Para aktivis HAM juga menyoroti kasus Liyaudeen Mohamed Rusdi, seorang pemuda Muslim yang ditangkap karena menyebarkan stiker yang mengkritik tindakan Israel di Gaza. Penahanannya dilakukan berdasarkan PTA. Komisi HAM Nasional Sri Lanka (Komnas HAM) pada 12 Juni lalu menyatakan bahwa Rusdi “tidak sah dan sewenang-wenang.” Komisi tersebut merekomendasikan agar Rusdi menerima kompensasi finansial yang layak serta mendorong reformasi kelembagaan untuk mencegah pelanggaran serupa.
Rusdi ditahan selama 14 hari tanpa pernah membayangkan ke pengadilan. Komnas HAM menegaskan bahwa tindakan itu melanggar Pasal 10 Konstitusi, yang menjamin kebebasan berpikir, hati nurani, dan beragama.
Ancaman terhadap Jurnalis dan Aktivis
Sejumlah kasus lain juga menunjukkan bagaimana PTA digunakan untuk membungkam suara kritis. Aktivis HAM Tamil, M. Selvakumar, mengungkapkan bahwa jurnalis foto Kanapathipillai Kumanan dipanggil ke pengadilan pada Agustus karena laporan investigatifnya terkait kuburan massal Chemmani di Jaffna, yang diduga menjadi tempat penguburan massal warga Tamil oleh militer selama masa perang saudara.
“Para pembela HAM terus-menerus diinterogasi dan ditangkap dengan alasan yang sama, yaitu PTA,” ujar Selvakumar kepada Berita UCA. Ia berbasis di Batticaloa, wilayah timur Sri Lanka yang banyak dihuni etnis Tamil.

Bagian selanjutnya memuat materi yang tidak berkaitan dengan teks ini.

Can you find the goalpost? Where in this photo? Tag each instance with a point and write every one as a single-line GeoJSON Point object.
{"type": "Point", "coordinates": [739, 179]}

Presiden Anura Kumara Dissanayake, politisi berhaluan kiri, baru menjabat sejak 22 September 2024 setelah mengakhiri dominasi politik dinasti yang telah berlangsung puluhan tahun di Sri Lanka. Namun, masa awal pemerintahannya mendapat sorotan tajam dari komunitas internasional.
Organisasi HAM global Civicus Monitor, dalam laporan tertanggal 19 September, menilai tahun pertama pemerintahan Dissanayake sebagai “kegagalan dalam mereformasi undang-undang yang represif dan menangani pelanggaran HAM masa lalu.”
“Pemerintah telah melanjutkan warisan represif yang melemahkan, menghalangi kerja masyarakat sipil, melecehkan para pembela HAM, dan membungkam suara media,” ujar Josef Benedict, peneliti Civicus untuk kawasan Asia.
Dengan semakin banyaknya kasus pelanggaran HAM yang dikaitkan dengan PTA, tekanan terhadap pemerintah Sri Lanka untuk segera mencabut UU tersebut semakin menguat. Para aktivis aktivis menekankan bahwa pencabutan PTA adalah langkah awal yang sangat penting untuk memulihkan demokrasi, keadilan, dan kepercayaan masyarakat terhadap institusi hukum di negara itu.